A la enfermera ni le cambió el gesto de la cara después de la parrafada que le soltó la madre de Sack, pero sí sirvió para que se pusiese a buscarla en su ordenador entre la lista de ingresados por Urgencias.

—Aparecen aquí tres hombres y una niña que han entrado por Urgencias hará cosa de media hora. Urgencias está… —La enfermera se quedó con la palabra en la boca porque Mariah y Sack salieron corriendo en dirección a Urgencias. Ya conocían bien ese hospital, habían tenido que llevar a Mariah esos últimos años en varias ocasiones.

Se acercaron al primer celador que encontraron para preguntarle.

—Perdone, veníamos buscando a una niña que acaba de entrar por Urgencias con otros tres hombres, dos de ellos policías, heridos en un accidente de tráfico, hace cosa de media hora. —Ahora las palabras le salían con facilidad a la madre de Sack. Parece que la discusión con la enfermera la había ayudado a despejarse.

—Sí, les están atendiendo en este momento. Si pueden esperar un momento enseguida les informo —contestó el celador muy amablemente.

Mariah no paraba de ir de arriba para abajo, nerviosa, tocándose las uñas y con esa cara de preocupación que solo las madres saben poner. No es que Sack no estuviese nervioso pero estaba convencido de que nada malo le había podido pasar a su hermana. Él la había dejado en perfecto estado cuando salió corriendo en busca de ayuda. Pero seguía sin entender qué había sucedido para que hubiesen tenido que llevar a su hermana al hospital y la hubiesen tenido que meter en Urgencias.

La espera no fue larga, aunque a Mariah le pareció que había pasado toda una vida. El celador se acercó a ellos con una cara indescifrable.

—Imagino que usted debe de ser la madre de Sarah Williams, ¿me equivoco? —preguntó el celador a Mariah.

—Sí, soy yo. ¿Está bien mi hija? ¿Le ha ocurrido algo? —Mariah ya no podía soportar ni un segundo más de espera para saber qué le había sucedido a su hija. Estaba a punto de desmayarse con tanta tensión.

—Su hija se encuentra estable. Podrán pasar a verla en poco tiempo —contestó el celador con cara inexpresiva pero amable.

—Pero ¿qué es lo que le ha pasado? —Ni Sack ni Mariah podían imaginar qué le había ocurrido.

—Su hija ha sufrido un fuerte ataque de asma. La encontraron inconsciente cuando llegaron los policías y la ambulancia al lugar de los hechos.
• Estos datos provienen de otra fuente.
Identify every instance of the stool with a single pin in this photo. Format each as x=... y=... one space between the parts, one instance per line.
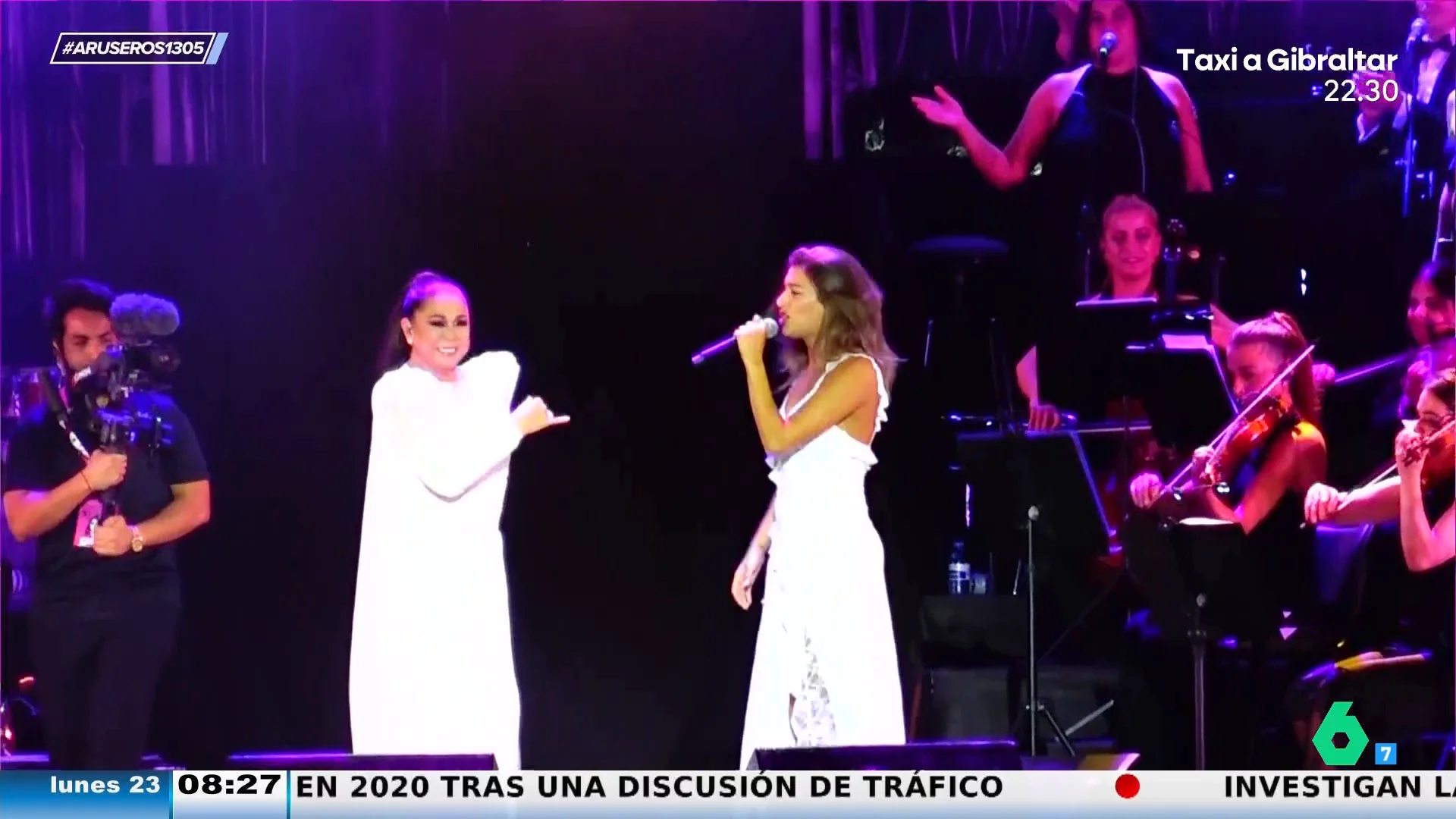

Sack abrió tanto los ojos al escuchar esas palabras que casi se le salen de las cuencas. ¿Cómo no se había dado cuenta antes?, su hermana estaba muerta de miedo cuando la dejó, incluso podría no haber puesto objeción a quedarse sola porque no tenía ni fuerzas para hablar. ¡Oh no!, la culpa había sido solo suya, ¿por qué la habría dejado sola?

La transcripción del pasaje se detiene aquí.